Paper Title: "Enhanced Lane: Interactive Image segmentation by Incremental Path Map Construction" Authors: Hyung Woo Kang and Sung Yong Shin

Abstract:

As an essential part of image composition, digital image segmentation is supported by most of recent commercial painting systems. Since it is not easy to fully automate image segmentation, there have been many practical tools adopting semi-automated segmentation techniques with some guidance from users. Intelligent scissors[1], also called live wire[2], are one of highly interactive tools based on graph search over an entire image. Another method called live lane[2] localizes the search domain to give an interactive feedback. Based on the live wire, the live lane trades off the repeatability of segmentation for its time efficiency. In this paper, we present a novel image segmentation tool called enhanced lane which ensures both efficiency and repeatability. That is, our enhanced lane can extract objects from an image interactively with its efficiency comparable to that of the live lane while also keeping its repeatability comparable to that of the live wire.

Key references:

[1] Eric N. Mortensen and William A. Barrett. Intelligent Scissors for Image Composition. In Computer Graphics (SIGGRAPH กฏ95 Proceedings), pages 191-198, 1995.

[2] Alexandre X. Falcao, Jayaram K. Udupa, Supun Samarasekera, Shoba Sharma, Bruce Elliot Hirsch, and Roberto de A. Lotufo. User-Steered Image Segmentation Paradigms: Live Wire and Live Lane. Graphical Models and Image Processing, No. 60, pp.233-260, 1998.

Video description:

1. Introduction (el_brief.avi)

In this video, we present a novel interactive image segmentation tool called Enhanced Lane.

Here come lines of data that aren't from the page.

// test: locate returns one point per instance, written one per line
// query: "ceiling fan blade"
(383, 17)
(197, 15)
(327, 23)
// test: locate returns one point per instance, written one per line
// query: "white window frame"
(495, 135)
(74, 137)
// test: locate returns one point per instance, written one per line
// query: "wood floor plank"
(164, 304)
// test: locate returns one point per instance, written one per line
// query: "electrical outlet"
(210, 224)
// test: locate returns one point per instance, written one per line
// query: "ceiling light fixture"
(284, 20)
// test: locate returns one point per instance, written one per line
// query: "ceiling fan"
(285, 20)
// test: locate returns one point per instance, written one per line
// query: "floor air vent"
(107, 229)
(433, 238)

Starting from the initial seed point planted by the user, Enhanced Lane constructs the path map in the local window centered at the seed point. As the user interactively steers the cursor along the target boundary, Enhanced Lane extends and updates the path map in the sequence of local windows to display the minimum-cost path from the seed point to the current cursor location. A new seed point is planted where the mimimum-cost path digresses from the target boundary.

2. Incremental Path Map Construction (el_mag.avi)

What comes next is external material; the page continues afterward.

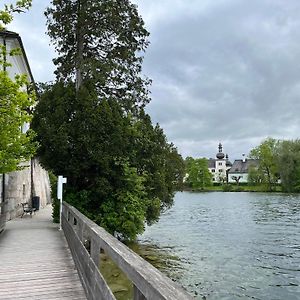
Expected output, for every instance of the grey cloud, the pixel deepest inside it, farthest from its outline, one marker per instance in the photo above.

This video clip shows the path map being incrementally updated and extended along with the movement of the local window. The left image contains the target object to be segmented out by the enhanced lane and the right image shows the magnifed view of the local window moving along the target boundary. The initial path map is constructed as a minimum-cost path tree in the first window centered at the seed point. As the local window moves along with the cursor, the path map is updated and extended to the next window. In the magnified view, the red box indicates the current window, and the blue box indicates the previous window. The yellow lines indicates the minimum-cost path up to the current cursor position. At any time instance, the path map is constructed and updated only in the current local window. The domain of the current path map construction includes only the vertices whose costs are higher than the minimum-cost vertex in the boundary of the previous window, which is indicated by the big cyan-colored dot in the magnified view. Since these vertices have possibilities to be updated to lower their costs, they should all be deleted from the minimum-cost path tree before the current path map update. That is why we see some backtracking in the magnified view.

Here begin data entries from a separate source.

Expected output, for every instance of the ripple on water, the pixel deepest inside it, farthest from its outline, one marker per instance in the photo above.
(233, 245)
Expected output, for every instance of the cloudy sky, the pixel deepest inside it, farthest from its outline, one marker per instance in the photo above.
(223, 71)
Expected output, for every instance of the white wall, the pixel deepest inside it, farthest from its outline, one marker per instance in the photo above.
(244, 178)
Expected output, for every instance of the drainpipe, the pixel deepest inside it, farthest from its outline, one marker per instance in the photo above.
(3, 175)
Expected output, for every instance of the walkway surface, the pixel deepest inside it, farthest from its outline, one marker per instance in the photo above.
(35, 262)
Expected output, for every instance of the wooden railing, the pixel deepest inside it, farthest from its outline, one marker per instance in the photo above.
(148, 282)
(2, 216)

3. Applications (el_app.avi)

With its high level of interactivity, high speed, and high repeatability, Enhanced Lane is capable of segmenting complex foreground objects from an arbitrary background of a noisy, low-contrasted image, regardless of its size. It is applicable to various fields including digital image composition, medical image analysis, key extraction, and so on. This video clip shows the use of Enhanced Lane for Tour Into the Picture (TIP) application. The foreground objects in the input image are interactively extracted with quick and easy motion. The extracted objects are placed in 3D space, to create walk-through images from interactively navigating into the scene.